The violets are here and it's time to gather them! Well, it's probably a little late for those south of me, but those to the north probably have good patches blooming right about now. I love the taste of violets. I love those violet mints that people always say taste like soap. My favorite drink is violet liqueur with lime and tonic water. So really I had to figure out how to make violet syrup.
So I took my dog to an abandoned lot where we foraged and romped. We were careful not to take too many violets from field because there are other critters that subsist on their nectar. The spring blooms of the violet don't usually produce seeds.

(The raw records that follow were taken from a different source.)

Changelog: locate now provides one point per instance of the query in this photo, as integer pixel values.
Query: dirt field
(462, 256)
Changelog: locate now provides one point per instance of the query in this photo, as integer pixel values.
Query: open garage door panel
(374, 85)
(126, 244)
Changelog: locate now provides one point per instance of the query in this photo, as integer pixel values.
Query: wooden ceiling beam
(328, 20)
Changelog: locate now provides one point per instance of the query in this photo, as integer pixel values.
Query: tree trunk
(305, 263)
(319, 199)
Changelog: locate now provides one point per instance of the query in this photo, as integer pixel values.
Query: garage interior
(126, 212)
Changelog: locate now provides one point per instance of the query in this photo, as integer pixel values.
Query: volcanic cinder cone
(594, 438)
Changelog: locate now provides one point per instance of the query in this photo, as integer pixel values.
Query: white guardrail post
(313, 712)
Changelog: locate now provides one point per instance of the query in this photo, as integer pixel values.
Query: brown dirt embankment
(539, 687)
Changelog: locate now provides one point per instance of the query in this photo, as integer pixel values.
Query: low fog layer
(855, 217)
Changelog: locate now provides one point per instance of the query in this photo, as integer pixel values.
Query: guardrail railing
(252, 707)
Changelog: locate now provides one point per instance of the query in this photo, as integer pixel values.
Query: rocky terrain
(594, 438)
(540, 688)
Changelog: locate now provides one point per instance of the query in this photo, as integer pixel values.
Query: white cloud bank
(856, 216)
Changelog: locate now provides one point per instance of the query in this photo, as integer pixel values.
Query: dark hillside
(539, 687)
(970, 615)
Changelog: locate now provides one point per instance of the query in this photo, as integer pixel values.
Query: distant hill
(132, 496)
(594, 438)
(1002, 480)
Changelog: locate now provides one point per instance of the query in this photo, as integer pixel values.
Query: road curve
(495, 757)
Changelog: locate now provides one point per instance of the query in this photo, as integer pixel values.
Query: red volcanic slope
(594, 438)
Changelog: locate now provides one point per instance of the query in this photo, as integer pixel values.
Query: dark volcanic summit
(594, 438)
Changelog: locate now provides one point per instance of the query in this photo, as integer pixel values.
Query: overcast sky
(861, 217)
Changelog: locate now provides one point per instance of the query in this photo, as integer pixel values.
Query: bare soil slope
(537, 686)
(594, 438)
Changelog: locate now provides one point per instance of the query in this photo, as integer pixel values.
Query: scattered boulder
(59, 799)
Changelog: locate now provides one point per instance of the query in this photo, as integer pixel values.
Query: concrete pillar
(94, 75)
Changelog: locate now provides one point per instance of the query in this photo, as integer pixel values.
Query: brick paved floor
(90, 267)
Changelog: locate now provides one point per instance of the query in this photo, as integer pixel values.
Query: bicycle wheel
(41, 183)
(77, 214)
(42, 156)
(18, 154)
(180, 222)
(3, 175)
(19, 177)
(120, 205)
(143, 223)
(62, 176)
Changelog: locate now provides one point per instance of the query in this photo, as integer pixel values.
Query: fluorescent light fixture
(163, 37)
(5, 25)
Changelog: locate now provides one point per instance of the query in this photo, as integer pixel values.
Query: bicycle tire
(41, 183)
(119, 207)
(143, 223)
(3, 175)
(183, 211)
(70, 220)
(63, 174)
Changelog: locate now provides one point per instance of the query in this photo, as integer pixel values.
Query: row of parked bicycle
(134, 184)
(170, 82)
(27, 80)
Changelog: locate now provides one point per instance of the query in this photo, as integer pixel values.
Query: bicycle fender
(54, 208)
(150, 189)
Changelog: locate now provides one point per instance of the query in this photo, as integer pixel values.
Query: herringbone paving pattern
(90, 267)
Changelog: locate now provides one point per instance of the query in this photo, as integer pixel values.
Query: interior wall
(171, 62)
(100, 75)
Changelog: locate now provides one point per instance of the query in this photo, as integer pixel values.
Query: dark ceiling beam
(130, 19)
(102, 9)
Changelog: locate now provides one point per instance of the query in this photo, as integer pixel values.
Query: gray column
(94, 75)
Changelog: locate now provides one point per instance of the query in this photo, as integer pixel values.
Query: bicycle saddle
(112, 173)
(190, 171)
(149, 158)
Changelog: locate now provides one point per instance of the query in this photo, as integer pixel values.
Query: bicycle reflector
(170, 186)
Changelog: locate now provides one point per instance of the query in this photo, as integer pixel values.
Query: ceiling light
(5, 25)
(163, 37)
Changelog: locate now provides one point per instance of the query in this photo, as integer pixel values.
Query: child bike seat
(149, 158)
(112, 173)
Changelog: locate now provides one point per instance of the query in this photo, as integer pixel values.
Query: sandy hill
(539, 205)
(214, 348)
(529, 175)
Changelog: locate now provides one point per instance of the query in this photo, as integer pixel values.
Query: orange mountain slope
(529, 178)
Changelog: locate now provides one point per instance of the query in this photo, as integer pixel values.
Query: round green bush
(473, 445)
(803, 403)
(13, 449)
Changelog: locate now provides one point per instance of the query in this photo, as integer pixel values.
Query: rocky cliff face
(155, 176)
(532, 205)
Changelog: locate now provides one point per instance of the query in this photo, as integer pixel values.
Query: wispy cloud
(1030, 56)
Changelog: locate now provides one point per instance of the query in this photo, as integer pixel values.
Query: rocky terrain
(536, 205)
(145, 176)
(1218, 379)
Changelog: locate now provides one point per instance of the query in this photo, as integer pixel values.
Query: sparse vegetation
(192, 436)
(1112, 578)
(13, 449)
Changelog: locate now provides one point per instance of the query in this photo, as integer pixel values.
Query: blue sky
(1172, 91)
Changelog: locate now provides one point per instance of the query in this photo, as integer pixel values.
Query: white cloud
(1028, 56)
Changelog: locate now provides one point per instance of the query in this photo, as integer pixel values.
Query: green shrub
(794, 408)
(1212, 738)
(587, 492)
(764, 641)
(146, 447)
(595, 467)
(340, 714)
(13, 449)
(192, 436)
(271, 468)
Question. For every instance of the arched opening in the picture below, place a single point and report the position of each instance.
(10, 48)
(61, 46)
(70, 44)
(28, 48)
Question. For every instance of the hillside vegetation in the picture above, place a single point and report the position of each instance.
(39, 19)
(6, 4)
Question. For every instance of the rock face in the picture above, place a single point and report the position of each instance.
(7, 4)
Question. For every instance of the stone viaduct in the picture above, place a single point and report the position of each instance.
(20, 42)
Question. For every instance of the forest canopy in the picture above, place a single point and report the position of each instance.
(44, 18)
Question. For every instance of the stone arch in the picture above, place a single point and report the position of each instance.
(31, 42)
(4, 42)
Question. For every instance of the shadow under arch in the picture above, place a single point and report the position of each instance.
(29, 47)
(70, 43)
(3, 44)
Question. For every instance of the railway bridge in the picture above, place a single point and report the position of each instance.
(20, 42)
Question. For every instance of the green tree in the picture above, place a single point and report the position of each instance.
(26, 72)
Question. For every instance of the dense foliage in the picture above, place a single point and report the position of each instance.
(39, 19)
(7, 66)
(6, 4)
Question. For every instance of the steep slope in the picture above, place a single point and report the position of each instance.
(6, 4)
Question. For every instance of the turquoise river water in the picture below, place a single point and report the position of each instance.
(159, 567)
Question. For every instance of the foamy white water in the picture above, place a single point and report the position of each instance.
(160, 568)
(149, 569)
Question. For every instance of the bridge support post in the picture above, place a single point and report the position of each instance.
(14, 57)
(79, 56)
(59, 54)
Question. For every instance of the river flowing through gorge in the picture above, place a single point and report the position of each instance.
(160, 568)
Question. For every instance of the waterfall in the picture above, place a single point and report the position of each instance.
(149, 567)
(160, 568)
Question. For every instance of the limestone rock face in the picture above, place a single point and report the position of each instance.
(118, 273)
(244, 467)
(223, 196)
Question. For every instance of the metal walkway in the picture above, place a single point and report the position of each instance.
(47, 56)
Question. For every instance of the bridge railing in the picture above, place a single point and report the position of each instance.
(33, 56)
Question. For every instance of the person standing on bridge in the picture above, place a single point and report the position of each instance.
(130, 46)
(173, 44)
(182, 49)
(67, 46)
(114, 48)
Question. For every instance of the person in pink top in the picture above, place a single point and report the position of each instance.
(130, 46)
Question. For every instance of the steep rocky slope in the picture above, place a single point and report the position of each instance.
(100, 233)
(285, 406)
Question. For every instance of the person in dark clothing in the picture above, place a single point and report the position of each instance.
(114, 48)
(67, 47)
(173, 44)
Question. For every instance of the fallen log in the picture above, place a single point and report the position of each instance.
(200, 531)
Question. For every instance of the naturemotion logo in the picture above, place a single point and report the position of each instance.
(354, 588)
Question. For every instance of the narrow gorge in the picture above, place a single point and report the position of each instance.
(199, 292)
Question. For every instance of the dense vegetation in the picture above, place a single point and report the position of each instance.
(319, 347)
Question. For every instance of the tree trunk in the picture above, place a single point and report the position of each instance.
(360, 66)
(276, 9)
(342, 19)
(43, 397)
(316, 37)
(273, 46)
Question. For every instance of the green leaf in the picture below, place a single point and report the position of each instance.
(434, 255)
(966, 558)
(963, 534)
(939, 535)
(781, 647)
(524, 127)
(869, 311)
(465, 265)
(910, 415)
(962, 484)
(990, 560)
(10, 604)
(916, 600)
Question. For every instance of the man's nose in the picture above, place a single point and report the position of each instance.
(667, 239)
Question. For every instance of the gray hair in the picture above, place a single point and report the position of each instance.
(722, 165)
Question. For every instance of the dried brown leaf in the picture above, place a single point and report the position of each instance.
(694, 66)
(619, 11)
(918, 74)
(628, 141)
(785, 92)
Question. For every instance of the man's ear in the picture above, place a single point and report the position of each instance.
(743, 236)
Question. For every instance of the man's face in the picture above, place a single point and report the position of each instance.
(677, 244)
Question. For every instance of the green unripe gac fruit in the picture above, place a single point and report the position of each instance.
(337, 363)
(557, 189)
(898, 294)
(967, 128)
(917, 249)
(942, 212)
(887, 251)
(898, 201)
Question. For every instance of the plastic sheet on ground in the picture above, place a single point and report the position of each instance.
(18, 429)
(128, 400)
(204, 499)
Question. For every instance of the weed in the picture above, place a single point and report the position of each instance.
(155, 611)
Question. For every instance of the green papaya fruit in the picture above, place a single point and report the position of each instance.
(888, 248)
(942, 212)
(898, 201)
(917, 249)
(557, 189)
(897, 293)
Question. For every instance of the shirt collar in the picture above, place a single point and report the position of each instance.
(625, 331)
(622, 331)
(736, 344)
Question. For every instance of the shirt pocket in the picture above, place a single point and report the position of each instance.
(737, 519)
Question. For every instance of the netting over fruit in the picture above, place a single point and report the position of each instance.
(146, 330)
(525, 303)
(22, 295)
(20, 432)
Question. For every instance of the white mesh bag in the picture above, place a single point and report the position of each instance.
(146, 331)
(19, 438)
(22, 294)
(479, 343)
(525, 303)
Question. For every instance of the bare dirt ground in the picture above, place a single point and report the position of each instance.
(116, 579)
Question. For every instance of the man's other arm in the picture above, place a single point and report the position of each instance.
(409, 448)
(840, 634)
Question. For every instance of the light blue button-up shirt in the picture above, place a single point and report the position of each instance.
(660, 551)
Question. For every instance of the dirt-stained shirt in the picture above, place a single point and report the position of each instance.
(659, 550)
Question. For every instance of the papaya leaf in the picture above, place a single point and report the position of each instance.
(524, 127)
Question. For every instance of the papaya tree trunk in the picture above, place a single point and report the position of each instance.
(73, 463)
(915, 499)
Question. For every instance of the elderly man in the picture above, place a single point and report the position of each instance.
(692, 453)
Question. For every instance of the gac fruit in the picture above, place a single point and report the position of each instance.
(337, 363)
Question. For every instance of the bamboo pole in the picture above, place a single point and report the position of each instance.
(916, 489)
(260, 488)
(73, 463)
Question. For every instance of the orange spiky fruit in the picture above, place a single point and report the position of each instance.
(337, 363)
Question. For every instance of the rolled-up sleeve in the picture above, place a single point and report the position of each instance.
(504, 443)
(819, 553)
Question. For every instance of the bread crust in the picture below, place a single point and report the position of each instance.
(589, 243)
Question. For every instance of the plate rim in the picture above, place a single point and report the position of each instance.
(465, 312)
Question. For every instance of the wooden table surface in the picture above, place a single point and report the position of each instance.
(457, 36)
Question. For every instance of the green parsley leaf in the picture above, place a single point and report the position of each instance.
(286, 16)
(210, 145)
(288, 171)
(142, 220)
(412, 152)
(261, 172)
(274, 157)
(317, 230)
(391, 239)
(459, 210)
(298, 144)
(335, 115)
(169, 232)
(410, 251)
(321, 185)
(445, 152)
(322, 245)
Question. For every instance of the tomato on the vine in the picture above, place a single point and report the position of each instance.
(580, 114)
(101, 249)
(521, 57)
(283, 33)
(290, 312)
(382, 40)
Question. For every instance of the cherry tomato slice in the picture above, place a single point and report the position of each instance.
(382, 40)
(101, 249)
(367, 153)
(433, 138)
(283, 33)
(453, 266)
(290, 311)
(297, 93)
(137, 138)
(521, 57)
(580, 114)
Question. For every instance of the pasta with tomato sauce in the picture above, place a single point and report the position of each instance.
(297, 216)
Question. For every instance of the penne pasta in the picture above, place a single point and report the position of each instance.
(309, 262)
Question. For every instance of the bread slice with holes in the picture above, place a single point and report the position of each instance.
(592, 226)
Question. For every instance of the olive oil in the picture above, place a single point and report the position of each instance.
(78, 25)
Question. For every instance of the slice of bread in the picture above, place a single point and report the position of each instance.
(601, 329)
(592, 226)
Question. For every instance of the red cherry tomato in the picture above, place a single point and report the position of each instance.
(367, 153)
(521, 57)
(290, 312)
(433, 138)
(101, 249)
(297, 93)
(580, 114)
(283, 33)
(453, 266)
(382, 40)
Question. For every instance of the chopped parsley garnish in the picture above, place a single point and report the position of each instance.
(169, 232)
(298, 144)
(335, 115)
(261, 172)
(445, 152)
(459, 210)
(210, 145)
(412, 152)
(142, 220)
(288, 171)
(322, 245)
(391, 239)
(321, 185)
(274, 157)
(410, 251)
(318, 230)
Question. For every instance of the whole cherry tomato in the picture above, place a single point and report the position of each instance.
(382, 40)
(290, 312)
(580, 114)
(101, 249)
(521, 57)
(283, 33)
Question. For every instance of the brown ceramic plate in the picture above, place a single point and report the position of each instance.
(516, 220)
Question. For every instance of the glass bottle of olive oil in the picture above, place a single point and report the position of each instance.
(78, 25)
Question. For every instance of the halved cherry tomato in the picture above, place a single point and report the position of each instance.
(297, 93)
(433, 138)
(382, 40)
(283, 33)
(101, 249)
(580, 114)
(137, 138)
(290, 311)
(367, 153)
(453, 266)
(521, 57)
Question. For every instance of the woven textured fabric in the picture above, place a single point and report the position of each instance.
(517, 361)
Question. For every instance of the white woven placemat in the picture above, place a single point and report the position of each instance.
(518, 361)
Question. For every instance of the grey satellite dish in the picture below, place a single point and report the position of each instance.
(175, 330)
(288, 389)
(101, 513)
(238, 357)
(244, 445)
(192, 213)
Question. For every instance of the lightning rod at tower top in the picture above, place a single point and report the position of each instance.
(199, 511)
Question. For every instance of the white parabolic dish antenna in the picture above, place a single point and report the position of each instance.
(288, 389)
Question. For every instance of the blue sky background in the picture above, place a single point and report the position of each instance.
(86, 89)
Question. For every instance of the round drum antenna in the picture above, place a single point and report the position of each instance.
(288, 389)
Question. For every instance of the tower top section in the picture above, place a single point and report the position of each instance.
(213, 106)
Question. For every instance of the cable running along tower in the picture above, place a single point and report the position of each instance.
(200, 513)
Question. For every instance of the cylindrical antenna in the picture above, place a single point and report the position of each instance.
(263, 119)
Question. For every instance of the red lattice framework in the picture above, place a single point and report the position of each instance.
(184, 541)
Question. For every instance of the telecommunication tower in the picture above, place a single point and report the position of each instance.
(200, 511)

They mainly propagate through fall blooms and runners.
We went back home and removed the stem and green under part of the flower by pinching and pulling. I also washed the flowers because who knows what or who likes to pee in that lot.
Here's how to do it:
I got 3/4 cup of flowers, so I added 3/4 cup of hot water. Use equal amounts of water and flowers, no matter how many you get. Also, be careful not to scald the flowers. It will ruin the color of the final product. I boiled the water and then let it cool for about a minute.
Then I let the flowers sit in the water for about 24 hours, shaking or stirring occasionally.
The flowers should be sitting in a lovely violet colored water now. Heat this water gently on the stove. Add the same amount of sugar as you added water. You can add more if you want it sweeter or if you want the syrup to last longer. Dissolve the sugar in the hot water.
Pour the liquid through some cheese cloth or a tight strainer, making sure none of the petals get through. Put it in a jar and put the syrup in the fridge for future use.
Isn't the color the best? It really is that color, too. No photoshop tricks. It looks almost black in the shade.
If you add lemon juice it can turn a fuchsia color. I haven't tried it yet, though.